Original Research ARTICLE
Identification and characterization of sterol acyltransferases responsible for steryl ester biosynthesis in tomato
- 1Plant Metabolism and Metabolic Engineering Program, CONSORCIO CSIC-IRTA-UAB-UB Centro de Investigación Agrigenómica (CRAG), Spain
- 2Laboratory of Medicinal Chemistry. Institute of Biomedicine (IBUB), Facultat de Farmàcia i Ciències de l'Alimentació, Universidad de Barcelona, Spain
- 3Department of Biochemistry and Physiology, Facultat de Farmàcia i Ciències de l'Alimentació, Universidad de Barcelona, Spain
- 4Department of Biochemistry and Molecular Biomedicine, Facultad de Biología, Universidad de Barcelona, Spain
- 5Department of Biology, Healthcare and the Environment, Facultat de Farmàcia i Ciències de l'Alimentació, Universidad de Barcelona, Spain
Esteryl esters (SE) serve as a storage pool of sterols that helps to maintain proper levels of free sterols (FS) in cell membranes throughout plant growth and development, and participates in the recycling of FS and fatty acids released from cell membranes in aging tissues. SE are synthesized by sterol acyltransferases, a family of enzymes that catalyze the transfer of fatty acil groups to the hydroxyl group at C-3 position of the sterol backbone. Sterol acyltransferases are categorized into acyl-CoA:sterol acyltransferases (ASAT) and phospholipid:sterol acyltransferases (PSAT) depending on whether the fatty acyl donor substrate is a long-chain acyl-CoA or a phospolipid. Until now, only Arabidopsis ASAT and PSAT enzymes (AtASAT1 and AtPSAT1) have been cloned and characterized in plants. Here we report the identification, cloning and functional characterization of the tomato (Solanum lycopersicum cv, Micro-Tom) orthologues. SlPSAT1 and SlASAT1 were able to restore SE to wild type levels in the Arabidopsis psat1-2 and asat1-1 knock-out mutants, respectively. Expression of SlPSAT1 in the psat1-2 background also prevented the toxicity caused by an external supply of mevalonate and the early senescence phenotype observed in detached leaves of this mutant, whereas expression of SlASAT1 in the asat1-1 mutant revealed a clear substrate preference of the tomato enzyme for the sterol precursors cycloartenol and 24-methylene cycloartanol. Subcellular localization studies using fluorescently tagged SlPSAT1 and SlASAT1 proteins revealed that SlPSAT1 localize in cytoplasmic lipid droplets (LD) while, in contrast to the endoplasmic reticulum (ER) localization of AtASAT1, SlASAT1 reside in the plasma membrane (PM). The possibility that PM-localized SlASAT1 may act catalytically in trans on their sterol substrates, which are presumably embedded in the ER membrane, is discussed. The widespread expression of SlPSAT1 and SlASAT1 genes in different tomato organs together with their moderate transcriptional response to several stresses suggests a dual role of SlPSAT1 and SlASAT1 in tomato plant and fruit development, and the adaptive responses to stress. Overall, this study contributes to enlarge the current knowledge on plant sterol acyltransferases and set the basis for further studies aimed at understanding the role of ES metabolism in tomato plant growth and development.

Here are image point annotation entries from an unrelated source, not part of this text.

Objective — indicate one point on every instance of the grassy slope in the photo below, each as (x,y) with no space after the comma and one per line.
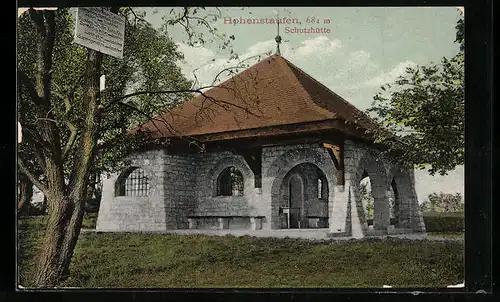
(161,260)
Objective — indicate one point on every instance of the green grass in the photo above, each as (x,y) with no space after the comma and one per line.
(89,220)
(448,235)
(167,260)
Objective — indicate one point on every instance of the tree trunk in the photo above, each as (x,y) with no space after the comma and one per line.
(25,194)
(43,209)
(66,212)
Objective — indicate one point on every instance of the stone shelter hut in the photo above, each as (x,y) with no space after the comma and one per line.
(280,152)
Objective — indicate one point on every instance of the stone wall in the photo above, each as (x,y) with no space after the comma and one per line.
(276,164)
(359,158)
(144,213)
(184,185)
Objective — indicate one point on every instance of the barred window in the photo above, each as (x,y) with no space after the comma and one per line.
(320,189)
(134,183)
(230,182)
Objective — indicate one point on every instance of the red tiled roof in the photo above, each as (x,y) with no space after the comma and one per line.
(271,93)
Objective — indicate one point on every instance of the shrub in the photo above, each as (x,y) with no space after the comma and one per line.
(444,222)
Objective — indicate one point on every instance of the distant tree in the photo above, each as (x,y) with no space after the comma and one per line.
(443,202)
(422,114)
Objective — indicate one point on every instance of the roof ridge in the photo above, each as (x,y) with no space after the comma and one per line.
(329,90)
(308,99)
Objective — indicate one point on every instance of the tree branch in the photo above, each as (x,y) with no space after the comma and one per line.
(37,18)
(31,176)
(23,77)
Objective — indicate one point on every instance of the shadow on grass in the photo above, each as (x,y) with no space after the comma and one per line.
(190,261)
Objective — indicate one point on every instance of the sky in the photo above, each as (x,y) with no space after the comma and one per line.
(358,50)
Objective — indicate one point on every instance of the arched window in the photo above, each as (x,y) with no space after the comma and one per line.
(133,183)
(320,189)
(230,182)
(366,195)
(393,202)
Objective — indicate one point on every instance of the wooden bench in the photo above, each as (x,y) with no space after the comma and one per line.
(223,221)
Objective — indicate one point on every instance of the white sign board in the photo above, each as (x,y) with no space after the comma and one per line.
(101,30)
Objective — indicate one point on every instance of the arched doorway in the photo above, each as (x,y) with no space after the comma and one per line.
(303,198)
(296,202)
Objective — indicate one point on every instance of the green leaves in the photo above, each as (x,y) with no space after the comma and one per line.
(425,111)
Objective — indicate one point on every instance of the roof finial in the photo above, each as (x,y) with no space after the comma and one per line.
(278,38)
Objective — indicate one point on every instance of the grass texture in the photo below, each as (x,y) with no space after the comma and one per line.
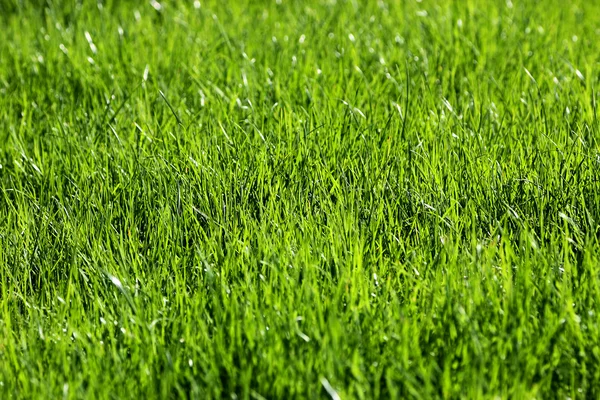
(260,199)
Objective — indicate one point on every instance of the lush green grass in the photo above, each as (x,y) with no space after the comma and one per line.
(279,199)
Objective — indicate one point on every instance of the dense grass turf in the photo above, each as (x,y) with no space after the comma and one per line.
(278,199)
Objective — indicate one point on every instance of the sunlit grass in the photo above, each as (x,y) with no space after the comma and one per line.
(279,199)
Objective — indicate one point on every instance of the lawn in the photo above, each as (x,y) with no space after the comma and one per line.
(279,199)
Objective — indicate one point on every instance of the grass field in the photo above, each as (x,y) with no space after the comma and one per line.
(281,199)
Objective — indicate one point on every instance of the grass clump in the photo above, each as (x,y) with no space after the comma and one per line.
(278,199)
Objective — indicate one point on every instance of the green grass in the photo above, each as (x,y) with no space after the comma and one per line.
(281,199)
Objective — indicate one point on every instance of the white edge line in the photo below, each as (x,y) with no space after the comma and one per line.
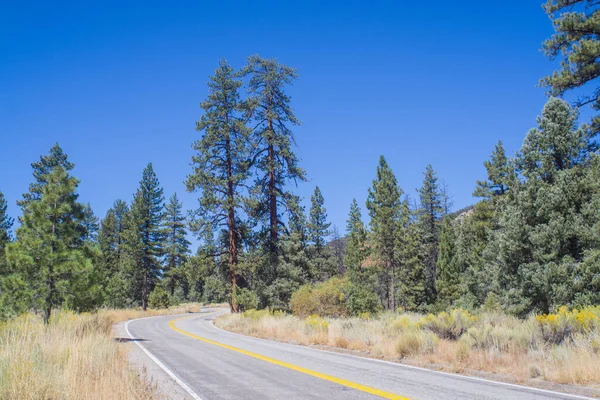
(473,378)
(159,363)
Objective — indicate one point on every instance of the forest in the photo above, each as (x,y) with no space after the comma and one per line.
(530,244)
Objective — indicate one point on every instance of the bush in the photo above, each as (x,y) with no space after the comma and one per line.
(327,299)
(449,325)
(556,328)
(315,322)
(362,300)
(414,342)
(159,298)
(246,299)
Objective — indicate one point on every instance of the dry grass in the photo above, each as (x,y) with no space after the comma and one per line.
(457,342)
(74,357)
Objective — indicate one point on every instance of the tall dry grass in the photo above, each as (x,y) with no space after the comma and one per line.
(74,357)
(456,341)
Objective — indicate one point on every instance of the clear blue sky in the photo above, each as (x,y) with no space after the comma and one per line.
(118,84)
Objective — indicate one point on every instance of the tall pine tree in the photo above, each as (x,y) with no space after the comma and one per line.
(50,255)
(145,236)
(430,213)
(273,140)
(383,204)
(177,247)
(221,165)
(6,224)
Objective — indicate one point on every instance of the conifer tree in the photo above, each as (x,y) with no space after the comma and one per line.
(221,164)
(498,171)
(318,227)
(41,170)
(274,158)
(111,239)
(177,247)
(410,253)
(577,26)
(90,224)
(50,255)
(363,278)
(429,218)
(6,224)
(145,235)
(448,276)
(321,255)
(383,204)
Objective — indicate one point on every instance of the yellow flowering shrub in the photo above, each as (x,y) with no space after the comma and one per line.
(563,324)
(316,323)
(449,325)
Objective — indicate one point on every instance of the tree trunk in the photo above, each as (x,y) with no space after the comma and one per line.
(233,245)
(393,288)
(272,200)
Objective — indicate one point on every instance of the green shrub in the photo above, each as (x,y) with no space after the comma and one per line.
(414,342)
(159,298)
(327,299)
(246,299)
(362,300)
(564,324)
(449,325)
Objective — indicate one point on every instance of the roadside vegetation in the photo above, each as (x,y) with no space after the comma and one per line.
(74,356)
(563,347)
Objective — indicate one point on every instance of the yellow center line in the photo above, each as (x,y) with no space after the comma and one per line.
(343,382)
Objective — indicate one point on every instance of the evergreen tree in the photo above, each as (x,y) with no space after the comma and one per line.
(498,171)
(221,164)
(411,254)
(363,278)
(430,214)
(6,224)
(145,236)
(318,229)
(543,236)
(577,26)
(50,255)
(111,239)
(41,170)
(177,246)
(338,244)
(448,276)
(274,158)
(383,204)
(90,224)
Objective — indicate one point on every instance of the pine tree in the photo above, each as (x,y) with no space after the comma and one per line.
(90,224)
(363,279)
(50,255)
(274,158)
(577,26)
(321,255)
(383,204)
(411,254)
(41,170)
(430,214)
(498,171)
(177,247)
(6,224)
(145,236)
(318,227)
(111,239)
(338,244)
(448,275)
(221,164)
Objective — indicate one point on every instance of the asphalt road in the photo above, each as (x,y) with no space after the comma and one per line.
(209,364)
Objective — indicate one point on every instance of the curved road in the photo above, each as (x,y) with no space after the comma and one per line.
(214,364)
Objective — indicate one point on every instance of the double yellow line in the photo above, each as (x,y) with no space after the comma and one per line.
(339,381)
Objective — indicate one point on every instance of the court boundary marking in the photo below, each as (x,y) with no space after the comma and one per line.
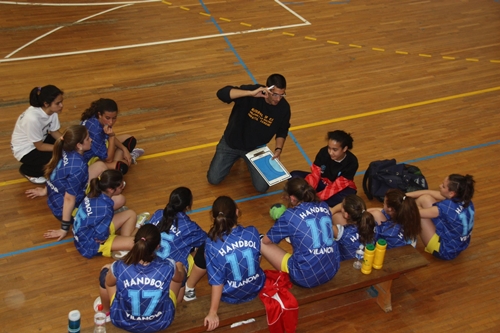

Keywords: Arabidopsis, Conjugated sterols, Solanum lycopersicum, Sterol esterification, Stress responses, Subcellular localization
Received: 10 Mar 2018;
Accepted: 16 Apr 2018.
Edited by:Seth DeBolt, University of Kentucky, United States
Reviewed by:Zhifu Zheng, Zhejiang Agriculture and Forestry University, China
Douglas D. Archbold, University of Kentucky, United States
Copyright: © 2018 Lara, Burciaga-Monge, Chávez, Revés, Lavilla, Arró, Boronat, Altabella and Ferrer. This is an open-access article distributed under the terms of the Creative Commons Attribution License (CC BY). The use, distribution or reproduction in other forums is permitted, provided the original author(s) and the copyright owner are credited and that the original publication in this journal is cited, in accordance with accepted academic practice. No use, distribution or reproduction is permitted which does not comply with these terms.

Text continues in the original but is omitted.